Ночью, после покушения, собрались лидер октябристов Александр Иванович
Гучков, промышленник, железнодорожный строитель Кирилл Прокопьевич
Николаев и нынешний председатель Государственной думы Борис Владимирович
Родзянко.
- Да, Столыпин нарушил условия игры, - говорил Гучков, меряя широкими,
чуть падающими шагами огромный свой кабинет, - да, мы вправе были отойти
от него, мы не могли не зафиксировать своего отношения к его крайним мерам
при проведении им законопроекта о западных земствах. Но кто разрешил
сводить с ним счеты таким образом, каким они были сведены в театре?
- Всепозволенность, - заметил Николаев. - Теперь можно все! Я по улице
боюсь ходить! Кистенем по темечку - ив дамки! Секретная служба,
революционеры, погромщики, евреи, антисемиты - все в одной куче, только б
"тащить и не пущать!". Какая-то истерия бандитских действий во имя
дальнейшего азиатского ничегонеделанья!
- Я полагаю необходимым выделить дополнительные средства на все наши
издания, - сказал Родзянко. - Нельзя жалеть денег на с л о в о. Пока
газеты не закрыты, мы должны подвергнуть шельмованию как мерзавцев,
отвечавших за жизнь Столыпина, так и самое атмосферу, которая позволила
провести злобный акт.
Гучков вздохнул:
- Про атмосферу не надо бы, Борис Викторович, так Ленин пишет, нам -
негоже... А то, что потребуются дополнительные ассигнования на прессу, -
согласен.
Связались с Гужоном и Рябушинским; москвичи откликнулись сразу же:
пахнет военным переворотом, возвратом к прошлому, к девятьсот четвертому
году, к диктатуре приказных, к всевластию администраторов, боявшихся, не
понимающих живого дела, уповающих лишь на команду, подтвержденную штыком,
не интересом; значит, снова жди стачек, красных петухов, баррикад;
несчастная страна, право; рок над ней, таинственный рок!
"Внимание!

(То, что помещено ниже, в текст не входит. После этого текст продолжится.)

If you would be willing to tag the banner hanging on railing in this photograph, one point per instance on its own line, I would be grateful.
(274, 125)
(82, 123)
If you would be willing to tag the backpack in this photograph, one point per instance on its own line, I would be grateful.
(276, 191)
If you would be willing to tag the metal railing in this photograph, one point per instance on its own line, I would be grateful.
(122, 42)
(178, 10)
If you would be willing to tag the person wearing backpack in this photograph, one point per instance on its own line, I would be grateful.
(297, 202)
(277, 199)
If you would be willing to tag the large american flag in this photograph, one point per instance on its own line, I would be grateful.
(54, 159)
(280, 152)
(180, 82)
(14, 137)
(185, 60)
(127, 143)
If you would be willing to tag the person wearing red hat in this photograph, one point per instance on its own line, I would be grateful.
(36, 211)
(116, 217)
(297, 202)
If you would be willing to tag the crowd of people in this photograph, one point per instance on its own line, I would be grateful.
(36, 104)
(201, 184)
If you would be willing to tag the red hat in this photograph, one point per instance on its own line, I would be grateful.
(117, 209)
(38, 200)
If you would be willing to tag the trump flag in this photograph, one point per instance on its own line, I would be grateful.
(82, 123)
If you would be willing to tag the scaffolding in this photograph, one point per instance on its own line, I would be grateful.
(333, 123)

Слово!"
6
"Директору департамента полиции
Первого сентября во время парадного спектакля в киевском театре
помощник присяжного поверенного Дмитрий Григорьев Богров произвел два
выстрела в премьер-министра, статс-секретаря Столыпина, которыми Его
Высокопревосходительство был тяжело ранен.
Богров состоял сотрудником отделения по группе анархистов с кличкой
"Аленский" с конца 1906 по 1910 год, когда выбыл в Петербург.
Будучи столь продолжительное время сотрудником отделения, он давал
сведения, подтверждавшиеся не только наблюдением, но и ликвидациями,
приносившими блестящие результаты, причем ликвидированные по его сведениям
лица отбывали наказания по суду до каторжных работ включительно. Также по
его сведениям были арестованы и привлечены к суду отдельные партийные
работники, как местные, так и приехавшие из-за границы; ликвидирована
местная анархическая группа "Южная", группа "анархоиндивидуалистов",
"максималистов" и другие, причем при ликвидации последних групп лиц,
присужденных за прошлые преступления к смертной казни, были захвачены
лаборатории оружия и склады литературы в Киеве, Воронеже и Борисоглебске.